A dispetto dei toni da commedia ci troviamo ad analizzare un’opera estremamente profonda e complessa. Non sono necessari sforzi eccessivi per scorgere grandi insegnamenti nascosti tra le pieghe. Il primo aspetto a distinguersi dalla massa è il cinismo di fondo, il cinema americano ci ha abituati a buoni samaritani che ci si aiutano nei momenti drammatici, la famiglia e gli amici sono sempre presenti, esorcisti e medium intervengono eroicamente in aiuto di chi è vittima di possessione per puro spirito di fratellanza. I personaggi di questo film parlano sempre di soldi, li pretendono in cambio dei loro servizi qualsiasi sia la gravità della situazione e viene rappresentata la crisi economica, meglio che in ogni altra pellicola. La protagonista è continuamente pressata da questioni finanziare, solo chi le è veramente vicino la sosterrà nel superare questa disavventura spirituale.
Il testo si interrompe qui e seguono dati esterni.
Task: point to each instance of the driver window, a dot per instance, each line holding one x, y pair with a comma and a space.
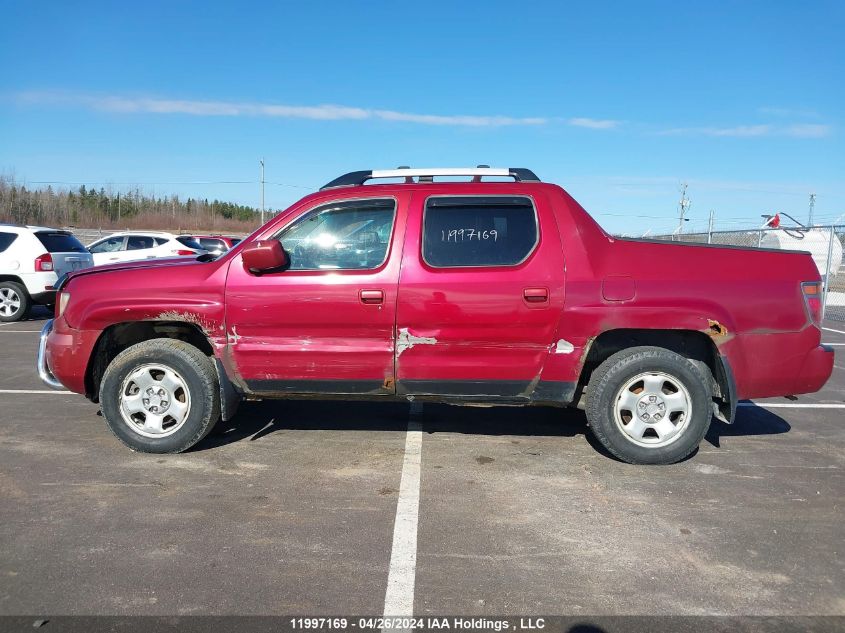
352, 235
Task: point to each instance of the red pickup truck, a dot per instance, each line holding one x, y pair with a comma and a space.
498, 289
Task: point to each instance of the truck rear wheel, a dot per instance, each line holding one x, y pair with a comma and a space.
160, 396
647, 405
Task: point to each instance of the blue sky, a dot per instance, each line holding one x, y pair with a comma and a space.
617, 101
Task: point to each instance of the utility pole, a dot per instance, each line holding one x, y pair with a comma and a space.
683, 207
812, 208
262, 192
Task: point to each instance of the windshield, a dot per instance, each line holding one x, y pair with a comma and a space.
189, 242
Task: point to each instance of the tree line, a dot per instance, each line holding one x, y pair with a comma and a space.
99, 208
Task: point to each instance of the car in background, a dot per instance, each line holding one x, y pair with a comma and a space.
214, 244
32, 258
133, 245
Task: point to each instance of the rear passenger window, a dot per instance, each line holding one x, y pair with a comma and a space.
212, 245
351, 235
139, 242
60, 242
6, 240
478, 231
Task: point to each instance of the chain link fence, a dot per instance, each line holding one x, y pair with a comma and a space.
825, 244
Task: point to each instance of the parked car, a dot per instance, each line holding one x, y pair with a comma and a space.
132, 245
32, 258
476, 293
214, 244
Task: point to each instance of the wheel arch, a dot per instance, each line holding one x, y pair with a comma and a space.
695, 345
14, 278
118, 337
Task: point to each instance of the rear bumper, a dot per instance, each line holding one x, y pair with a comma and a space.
48, 297
816, 370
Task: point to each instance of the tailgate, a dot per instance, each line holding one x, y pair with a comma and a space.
67, 252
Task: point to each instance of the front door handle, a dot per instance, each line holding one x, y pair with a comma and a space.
536, 295
372, 296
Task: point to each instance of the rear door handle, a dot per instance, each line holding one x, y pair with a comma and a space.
372, 296
536, 295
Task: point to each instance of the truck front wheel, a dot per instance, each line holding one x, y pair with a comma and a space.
648, 405
160, 396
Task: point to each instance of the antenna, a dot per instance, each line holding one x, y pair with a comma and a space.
812, 208
683, 207
262, 191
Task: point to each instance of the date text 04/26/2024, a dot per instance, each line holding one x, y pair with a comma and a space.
409, 623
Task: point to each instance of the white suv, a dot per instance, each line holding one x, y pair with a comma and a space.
131, 245
32, 258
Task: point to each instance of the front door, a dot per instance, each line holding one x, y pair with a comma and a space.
481, 291
324, 325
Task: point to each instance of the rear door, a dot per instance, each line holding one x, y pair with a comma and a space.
67, 252
480, 292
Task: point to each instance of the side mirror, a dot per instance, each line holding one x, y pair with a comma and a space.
264, 256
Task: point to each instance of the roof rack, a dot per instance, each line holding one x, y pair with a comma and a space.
519, 174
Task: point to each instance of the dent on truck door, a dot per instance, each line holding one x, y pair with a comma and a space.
480, 293
325, 325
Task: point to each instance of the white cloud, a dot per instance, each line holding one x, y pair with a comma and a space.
326, 112
593, 124
472, 121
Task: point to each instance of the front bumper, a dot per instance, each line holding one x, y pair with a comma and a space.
44, 372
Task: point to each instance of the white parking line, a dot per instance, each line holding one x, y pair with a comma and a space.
34, 391
399, 598
790, 405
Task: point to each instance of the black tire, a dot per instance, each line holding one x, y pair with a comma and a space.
14, 289
196, 372
606, 389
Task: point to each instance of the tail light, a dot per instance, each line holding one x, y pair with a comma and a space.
813, 298
44, 263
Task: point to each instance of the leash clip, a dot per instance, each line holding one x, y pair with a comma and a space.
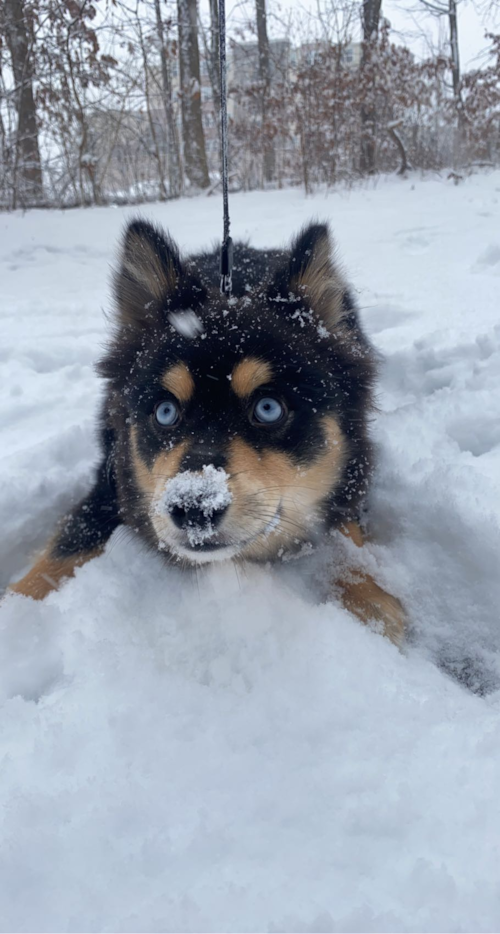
226, 266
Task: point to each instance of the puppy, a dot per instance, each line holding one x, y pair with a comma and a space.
232, 428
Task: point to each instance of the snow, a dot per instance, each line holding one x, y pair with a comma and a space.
207, 492
230, 754
186, 323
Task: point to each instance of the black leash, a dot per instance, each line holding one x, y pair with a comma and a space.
226, 253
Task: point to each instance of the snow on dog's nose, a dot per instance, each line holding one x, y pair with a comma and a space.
197, 501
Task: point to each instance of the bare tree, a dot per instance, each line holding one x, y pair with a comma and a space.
195, 158
371, 20
448, 9
174, 162
27, 179
265, 83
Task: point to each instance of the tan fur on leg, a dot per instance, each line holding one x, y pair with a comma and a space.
48, 573
362, 596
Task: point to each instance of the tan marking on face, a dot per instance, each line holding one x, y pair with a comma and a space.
143, 262
263, 482
249, 375
165, 466
323, 284
179, 382
49, 572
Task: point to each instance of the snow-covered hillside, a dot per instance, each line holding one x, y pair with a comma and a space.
232, 756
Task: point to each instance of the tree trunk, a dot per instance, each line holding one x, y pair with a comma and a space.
265, 82
455, 68
28, 182
371, 19
195, 158
174, 162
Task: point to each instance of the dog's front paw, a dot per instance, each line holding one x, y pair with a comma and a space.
362, 596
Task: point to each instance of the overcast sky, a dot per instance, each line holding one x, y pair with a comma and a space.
417, 30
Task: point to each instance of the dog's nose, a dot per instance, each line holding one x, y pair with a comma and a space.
194, 518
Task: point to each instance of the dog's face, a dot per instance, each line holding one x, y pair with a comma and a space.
236, 415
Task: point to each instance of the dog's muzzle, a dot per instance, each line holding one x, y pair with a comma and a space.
196, 502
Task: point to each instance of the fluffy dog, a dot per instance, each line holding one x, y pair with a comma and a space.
232, 428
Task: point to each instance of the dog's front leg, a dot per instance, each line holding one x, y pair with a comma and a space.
82, 535
362, 596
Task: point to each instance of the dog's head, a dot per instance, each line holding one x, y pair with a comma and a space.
242, 421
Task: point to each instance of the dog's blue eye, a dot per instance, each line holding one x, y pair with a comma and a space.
268, 410
166, 413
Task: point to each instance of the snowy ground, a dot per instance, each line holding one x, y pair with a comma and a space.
233, 757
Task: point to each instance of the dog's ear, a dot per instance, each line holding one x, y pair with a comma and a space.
310, 272
149, 275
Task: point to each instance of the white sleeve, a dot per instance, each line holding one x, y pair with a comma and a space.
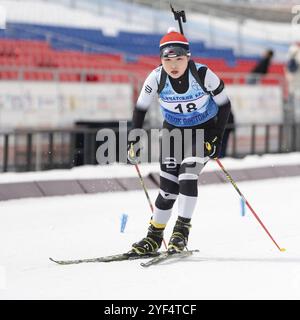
211, 83
148, 92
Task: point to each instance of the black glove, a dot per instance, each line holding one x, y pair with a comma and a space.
212, 147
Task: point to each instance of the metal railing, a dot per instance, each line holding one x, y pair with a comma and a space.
33, 150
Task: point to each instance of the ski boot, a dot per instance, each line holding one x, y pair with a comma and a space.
179, 237
151, 243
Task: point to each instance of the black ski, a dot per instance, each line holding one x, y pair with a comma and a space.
117, 257
164, 256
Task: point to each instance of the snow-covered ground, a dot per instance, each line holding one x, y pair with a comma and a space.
237, 260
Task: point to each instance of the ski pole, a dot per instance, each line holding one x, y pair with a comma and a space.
132, 156
179, 16
228, 176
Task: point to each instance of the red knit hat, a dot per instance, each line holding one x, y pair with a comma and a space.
173, 44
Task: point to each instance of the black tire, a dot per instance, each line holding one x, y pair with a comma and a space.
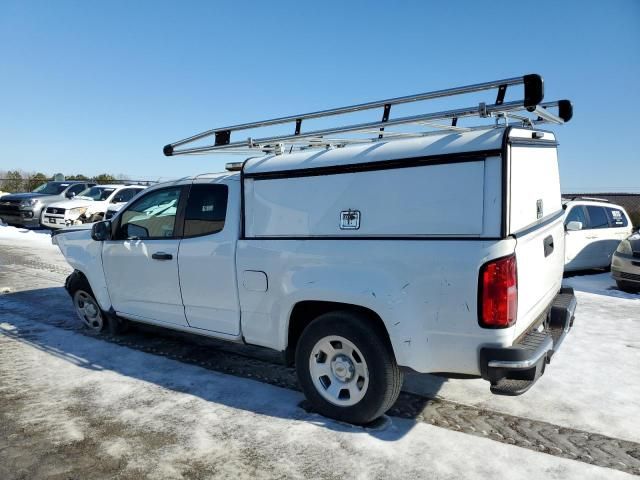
80, 290
384, 375
627, 287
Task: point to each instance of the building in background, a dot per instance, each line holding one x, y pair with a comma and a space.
630, 202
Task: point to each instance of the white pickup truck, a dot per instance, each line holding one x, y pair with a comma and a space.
441, 252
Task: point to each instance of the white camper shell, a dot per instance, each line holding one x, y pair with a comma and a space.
441, 252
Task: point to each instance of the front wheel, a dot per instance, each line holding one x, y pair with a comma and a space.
346, 367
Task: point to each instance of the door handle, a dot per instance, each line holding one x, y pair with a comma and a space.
548, 245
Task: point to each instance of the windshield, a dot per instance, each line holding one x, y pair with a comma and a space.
51, 188
96, 193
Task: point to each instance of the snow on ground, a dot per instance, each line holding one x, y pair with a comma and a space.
592, 383
166, 418
36, 237
158, 418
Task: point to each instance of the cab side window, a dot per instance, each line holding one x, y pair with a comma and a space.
576, 214
206, 209
597, 217
125, 195
617, 218
151, 216
76, 189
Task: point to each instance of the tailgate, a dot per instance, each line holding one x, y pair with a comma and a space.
535, 220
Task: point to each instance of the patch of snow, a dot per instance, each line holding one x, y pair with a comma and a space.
24, 234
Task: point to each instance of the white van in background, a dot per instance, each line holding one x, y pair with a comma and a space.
88, 206
594, 229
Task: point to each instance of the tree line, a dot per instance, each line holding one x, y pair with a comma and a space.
14, 181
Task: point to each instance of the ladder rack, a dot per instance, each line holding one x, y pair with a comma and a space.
527, 112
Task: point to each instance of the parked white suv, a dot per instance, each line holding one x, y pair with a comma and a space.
594, 229
89, 206
437, 253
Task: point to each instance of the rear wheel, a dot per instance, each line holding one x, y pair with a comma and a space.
346, 367
88, 310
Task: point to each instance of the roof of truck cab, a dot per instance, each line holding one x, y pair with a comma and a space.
384, 150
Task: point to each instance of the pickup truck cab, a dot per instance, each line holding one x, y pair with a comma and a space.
441, 253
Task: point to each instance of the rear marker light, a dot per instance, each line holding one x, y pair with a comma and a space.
498, 295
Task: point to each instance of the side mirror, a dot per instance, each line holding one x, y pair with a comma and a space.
101, 231
132, 231
573, 226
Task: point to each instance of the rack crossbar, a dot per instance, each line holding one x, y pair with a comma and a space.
531, 103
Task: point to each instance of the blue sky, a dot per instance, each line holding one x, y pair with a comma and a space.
89, 87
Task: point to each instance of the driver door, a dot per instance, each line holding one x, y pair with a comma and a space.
141, 261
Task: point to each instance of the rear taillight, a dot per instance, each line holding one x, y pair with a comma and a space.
498, 293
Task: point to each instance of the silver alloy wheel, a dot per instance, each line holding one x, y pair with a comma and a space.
88, 310
339, 371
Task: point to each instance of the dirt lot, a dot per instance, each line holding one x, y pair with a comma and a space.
162, 405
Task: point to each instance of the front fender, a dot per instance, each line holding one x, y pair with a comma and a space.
85, 254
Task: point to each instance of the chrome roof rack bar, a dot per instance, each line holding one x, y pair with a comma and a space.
529, 104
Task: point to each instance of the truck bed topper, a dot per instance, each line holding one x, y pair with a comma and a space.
527, 112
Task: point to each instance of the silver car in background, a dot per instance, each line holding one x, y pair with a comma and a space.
625, 264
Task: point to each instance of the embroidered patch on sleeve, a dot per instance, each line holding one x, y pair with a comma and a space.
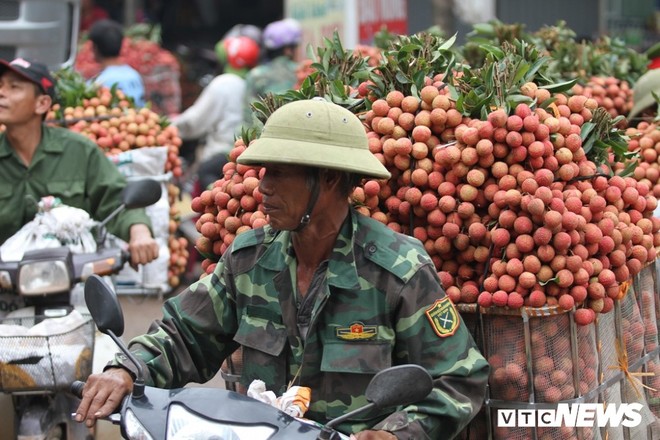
443, 317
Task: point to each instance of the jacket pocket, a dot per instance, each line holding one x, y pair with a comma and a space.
263, 342
71, 192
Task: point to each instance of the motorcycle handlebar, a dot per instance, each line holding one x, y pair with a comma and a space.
77, 388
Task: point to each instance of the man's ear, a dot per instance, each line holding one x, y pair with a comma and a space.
330, 177
43, 104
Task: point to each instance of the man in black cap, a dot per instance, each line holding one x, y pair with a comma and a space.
38, 160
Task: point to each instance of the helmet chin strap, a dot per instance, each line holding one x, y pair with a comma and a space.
313, 198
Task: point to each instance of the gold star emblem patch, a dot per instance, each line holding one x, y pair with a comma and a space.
443, 317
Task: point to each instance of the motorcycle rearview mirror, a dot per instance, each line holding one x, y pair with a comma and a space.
104, 306
395, 386
141, 193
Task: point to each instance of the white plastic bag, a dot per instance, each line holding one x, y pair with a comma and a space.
54, 225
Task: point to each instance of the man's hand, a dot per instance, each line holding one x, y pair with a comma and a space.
373, 435
102, 394
142, 246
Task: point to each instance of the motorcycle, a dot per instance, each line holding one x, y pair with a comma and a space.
37, 290
211, 413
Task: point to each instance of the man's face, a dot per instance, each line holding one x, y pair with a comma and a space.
285, 195
19, 100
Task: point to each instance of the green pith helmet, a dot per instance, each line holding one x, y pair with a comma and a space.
315, 133
646, 85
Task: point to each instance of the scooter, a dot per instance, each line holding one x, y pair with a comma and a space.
39, 375
211, 413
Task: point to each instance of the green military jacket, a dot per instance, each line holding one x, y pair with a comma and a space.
66, 165
381, 305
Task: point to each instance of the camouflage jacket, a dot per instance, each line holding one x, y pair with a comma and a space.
381, 304
276, 76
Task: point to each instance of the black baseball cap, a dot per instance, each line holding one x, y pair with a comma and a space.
33, 71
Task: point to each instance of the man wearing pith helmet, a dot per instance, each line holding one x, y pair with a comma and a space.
321, 297
355, 297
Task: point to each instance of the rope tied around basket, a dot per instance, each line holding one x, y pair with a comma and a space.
632, 376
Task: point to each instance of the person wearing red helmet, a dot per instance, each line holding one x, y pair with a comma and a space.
216, 115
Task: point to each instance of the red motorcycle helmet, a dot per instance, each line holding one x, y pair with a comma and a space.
242, 52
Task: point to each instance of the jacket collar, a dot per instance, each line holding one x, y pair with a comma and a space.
46, 145
342, 270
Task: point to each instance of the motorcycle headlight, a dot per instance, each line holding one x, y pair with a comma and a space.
184, 425
5, 280
133, 427
43, 277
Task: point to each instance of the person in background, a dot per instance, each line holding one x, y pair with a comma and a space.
107, 37
322, 297
90, 13
38, 160
217, 113
278, 73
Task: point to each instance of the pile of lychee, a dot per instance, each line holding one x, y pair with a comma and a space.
510, 209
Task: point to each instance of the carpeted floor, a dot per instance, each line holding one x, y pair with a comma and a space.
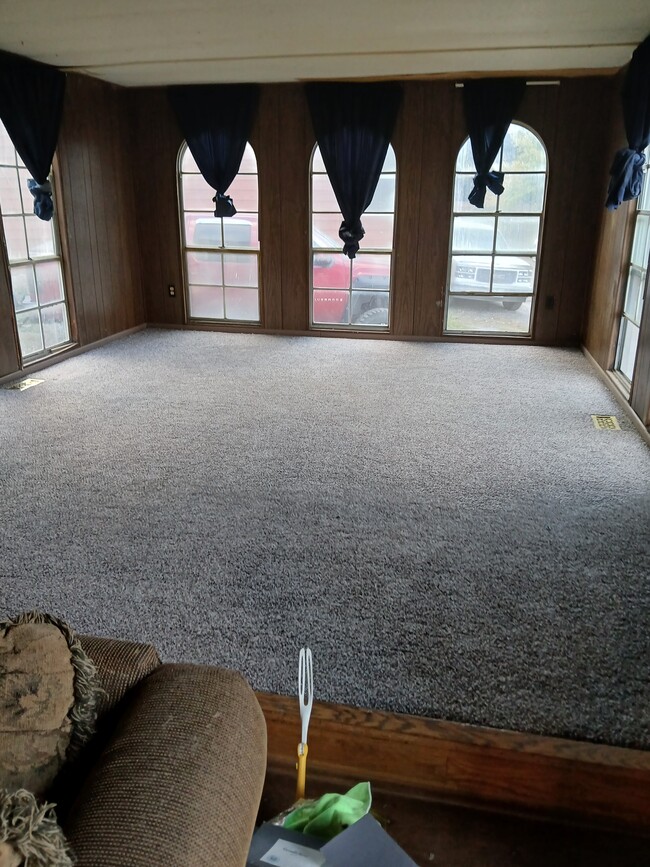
440, 522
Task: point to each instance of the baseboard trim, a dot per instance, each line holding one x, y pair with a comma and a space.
67, 353
610, 381
553, 777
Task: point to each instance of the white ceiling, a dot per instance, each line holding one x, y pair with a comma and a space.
152, 42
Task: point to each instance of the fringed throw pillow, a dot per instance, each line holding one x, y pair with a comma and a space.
29, 833
48, 700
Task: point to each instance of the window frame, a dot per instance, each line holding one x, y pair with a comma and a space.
337, 251
222, 250
60, 254
622, 318
492, 253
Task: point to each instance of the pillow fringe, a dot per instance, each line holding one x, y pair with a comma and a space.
87, 691
32, 830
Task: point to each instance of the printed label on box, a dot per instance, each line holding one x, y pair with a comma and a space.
285, 854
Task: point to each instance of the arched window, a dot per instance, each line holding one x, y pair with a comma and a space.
637, 271
494, 252
351, 293
33, 252
221, 254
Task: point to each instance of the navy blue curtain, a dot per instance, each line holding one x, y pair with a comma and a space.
216, 121
490, 105
353, 125
31, 104
627, 168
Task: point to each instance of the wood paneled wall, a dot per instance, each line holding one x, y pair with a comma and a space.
572, 119
609, 282
97, 184
606, 296
95, 200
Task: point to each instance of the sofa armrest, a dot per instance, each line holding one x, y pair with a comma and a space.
120, 666
180, 780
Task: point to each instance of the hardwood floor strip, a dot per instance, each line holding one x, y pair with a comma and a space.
576, 780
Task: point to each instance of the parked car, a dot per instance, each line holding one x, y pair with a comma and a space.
332, 270
471, 272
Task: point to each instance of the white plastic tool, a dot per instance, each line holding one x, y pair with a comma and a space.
305, 700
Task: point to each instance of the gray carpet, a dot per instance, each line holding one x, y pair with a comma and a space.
441, 523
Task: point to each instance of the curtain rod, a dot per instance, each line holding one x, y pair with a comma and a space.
556, 82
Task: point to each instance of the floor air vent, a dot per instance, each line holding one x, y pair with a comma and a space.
605, 422
22, 384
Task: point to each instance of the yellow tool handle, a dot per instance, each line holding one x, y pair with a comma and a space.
302, 771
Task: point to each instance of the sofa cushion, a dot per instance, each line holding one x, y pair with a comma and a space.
48, 698
179, 781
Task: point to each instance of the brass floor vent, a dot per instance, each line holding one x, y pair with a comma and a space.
22, 384
605, 422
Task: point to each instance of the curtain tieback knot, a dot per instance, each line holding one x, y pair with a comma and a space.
351, 232
626, 176
483, 181
43, 204
223, 206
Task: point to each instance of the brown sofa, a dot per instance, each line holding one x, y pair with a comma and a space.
175, 772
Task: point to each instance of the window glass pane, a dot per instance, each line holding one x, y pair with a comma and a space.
55, 325
239, 269
241, 231
627, 349
206, 302
15, 237
242, 304
197, 195
522, 151
371, 271
513, 274
325, 231
523, 193
517, 233
331, 271
331, 307
317, 163
390, 163
28, 199
204, 268
644, 198
49, 280
23, 287
463, 186
477, 315
641, 242
29, 332
634, 293
465, 160
10, 192
40, 237
379, 231
322, 195
370, 308
473, 234
243, 192
202, 231
248, 163
384, 198
470, 273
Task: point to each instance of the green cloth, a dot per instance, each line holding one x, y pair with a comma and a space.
331, 814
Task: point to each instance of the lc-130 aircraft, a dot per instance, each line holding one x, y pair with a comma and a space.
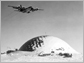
22, 9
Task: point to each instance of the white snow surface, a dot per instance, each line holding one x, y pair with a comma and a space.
52, 43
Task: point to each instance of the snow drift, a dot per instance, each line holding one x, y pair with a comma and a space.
46, 44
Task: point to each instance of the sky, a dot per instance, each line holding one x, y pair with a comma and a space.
62, 19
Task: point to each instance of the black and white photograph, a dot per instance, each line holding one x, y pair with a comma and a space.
42, 31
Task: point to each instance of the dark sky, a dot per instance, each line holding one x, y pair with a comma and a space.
63, 19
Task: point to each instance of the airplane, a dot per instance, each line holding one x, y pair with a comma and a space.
22, 9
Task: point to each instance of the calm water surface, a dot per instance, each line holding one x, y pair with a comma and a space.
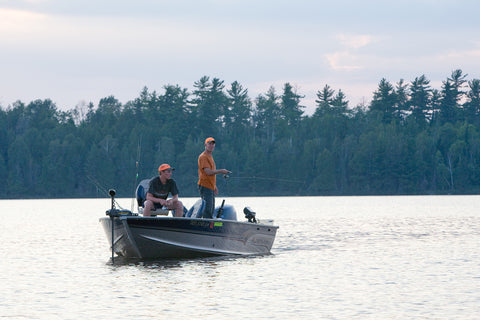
333, 258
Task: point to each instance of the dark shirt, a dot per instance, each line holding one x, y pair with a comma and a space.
160, 190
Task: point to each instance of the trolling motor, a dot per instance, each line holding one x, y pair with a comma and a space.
113, 212
249, 214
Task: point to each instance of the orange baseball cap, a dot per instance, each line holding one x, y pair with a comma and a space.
209, 139
165, 166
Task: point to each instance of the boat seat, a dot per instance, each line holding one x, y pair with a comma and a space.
141, 195
196, 211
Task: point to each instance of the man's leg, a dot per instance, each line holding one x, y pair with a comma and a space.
208, 195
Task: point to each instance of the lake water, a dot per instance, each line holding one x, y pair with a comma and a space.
333, 258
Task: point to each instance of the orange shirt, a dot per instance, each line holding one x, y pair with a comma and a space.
206, 161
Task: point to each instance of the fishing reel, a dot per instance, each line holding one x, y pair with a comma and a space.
249, 214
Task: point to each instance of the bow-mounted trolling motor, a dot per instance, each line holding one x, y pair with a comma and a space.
113, 212
249, 214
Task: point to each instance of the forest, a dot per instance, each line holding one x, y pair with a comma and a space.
410, 139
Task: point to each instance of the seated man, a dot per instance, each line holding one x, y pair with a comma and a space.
158, 191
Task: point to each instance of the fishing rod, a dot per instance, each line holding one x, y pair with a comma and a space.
137, 163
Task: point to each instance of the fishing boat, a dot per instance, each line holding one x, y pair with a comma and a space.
132, 235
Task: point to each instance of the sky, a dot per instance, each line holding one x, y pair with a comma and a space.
79, 51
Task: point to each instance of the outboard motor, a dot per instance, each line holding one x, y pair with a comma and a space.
249, 214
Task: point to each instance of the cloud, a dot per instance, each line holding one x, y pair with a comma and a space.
356, 41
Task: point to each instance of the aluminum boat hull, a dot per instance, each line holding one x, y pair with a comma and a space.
171, 237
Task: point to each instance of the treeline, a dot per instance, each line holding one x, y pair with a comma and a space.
410, 139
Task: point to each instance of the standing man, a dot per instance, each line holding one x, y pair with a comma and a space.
158, 191
207, 184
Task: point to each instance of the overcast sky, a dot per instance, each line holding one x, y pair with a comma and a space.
79, 51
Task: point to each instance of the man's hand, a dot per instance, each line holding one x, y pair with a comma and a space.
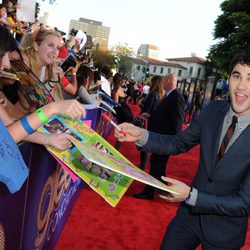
179, 187
72, 108
132, 133
59, 141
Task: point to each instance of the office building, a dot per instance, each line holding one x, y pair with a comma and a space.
150, 51
95, 29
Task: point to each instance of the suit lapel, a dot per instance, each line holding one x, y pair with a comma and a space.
235, 148
217, 128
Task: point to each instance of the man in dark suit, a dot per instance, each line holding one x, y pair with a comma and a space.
214, 210
167, 118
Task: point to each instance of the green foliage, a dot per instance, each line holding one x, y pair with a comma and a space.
123, 54
101, 58
232, 30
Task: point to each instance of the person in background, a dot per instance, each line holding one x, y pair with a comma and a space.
106, 79
84, 78
72, 108
166, 118
214, 209
152, 100
136, 92
14, 172
70, 87
123, 112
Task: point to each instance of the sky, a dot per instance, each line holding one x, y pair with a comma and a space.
177, 27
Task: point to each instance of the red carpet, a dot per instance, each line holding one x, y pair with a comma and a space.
134, 224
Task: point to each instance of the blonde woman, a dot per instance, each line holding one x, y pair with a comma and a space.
39, 51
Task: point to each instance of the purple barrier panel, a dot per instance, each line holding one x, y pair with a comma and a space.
93, 115
103, 127
12, 210
50, 198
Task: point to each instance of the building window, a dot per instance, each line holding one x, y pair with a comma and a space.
199, 72
191, 70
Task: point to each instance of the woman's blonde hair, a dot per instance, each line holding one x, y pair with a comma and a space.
157, 85
28, 48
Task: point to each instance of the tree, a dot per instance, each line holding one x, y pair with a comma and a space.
102, 58
123, 54
232, 29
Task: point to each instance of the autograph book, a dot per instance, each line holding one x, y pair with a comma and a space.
94, 160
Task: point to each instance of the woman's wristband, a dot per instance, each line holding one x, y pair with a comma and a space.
28, 129
41, 115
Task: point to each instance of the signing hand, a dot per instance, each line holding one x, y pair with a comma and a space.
132, 132
71, 108
59, 141
179, 187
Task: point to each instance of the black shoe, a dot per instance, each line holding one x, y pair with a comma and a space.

Si passa da un estremo ad un altro, chi cinicamente misura l’aiuto che le può offrire con fare da mercante e il suo fidanzato che giustifica le sue azioni, anche quando queste sono riprovevoli, per farla sentire una persona bella e buona. In quest’ultima analisi Drag me to hell si riconduce al coreano Shutter, la morale della “favola” è praticamente identica ma Raimi è un direttore infinitamente più capace di Pisanthanakun.

Effettivamente si nota un certo abuso della computer grafica ma ormai è chiaro, la cgi è l’unico modo che hanno i film di paura classici per sopravvivere, quando non ci si può permettere di far fronte alle più elevate spese richieste dal make up raffinato e agli effetti meccanici. L’orrore è diventato un genere di nicchia, i canovacci delle nuove uscite sono spesso riassumibili in “gruppo di ragazzi, muniti di videocamera, cercano di sfuggire alla strega/mostro/fantasma formaggino” oppure “gruppo di persone viene rapita da maniaco che le rinchiude dentro un fabbricato per torturarle e mutilarle”. È davvero dura per chi vuole rischiarsi di una trama più complessa e artistica, con più ampio respiro a livello di coreografie e situazioni.
Forse a mancare è proprio l’originalità ma quest’opera rappresenta tutto ciò che il meglio dell’horror può offrire. Una summa del cinema alla Raimi e delle sue principali ispirazioni, un composto di jump scare, ma anche splatter e ironia, esattamente come lo erano La casa 2 e L’armata delle tenebre. Si può capire la delusione di chi si aspettava un film trucido e gratuito come Saw o Hostel ma questo è Sam Raimi, perfettamente ibernato dagli anni ’80 e riproposto in un forma più moderna.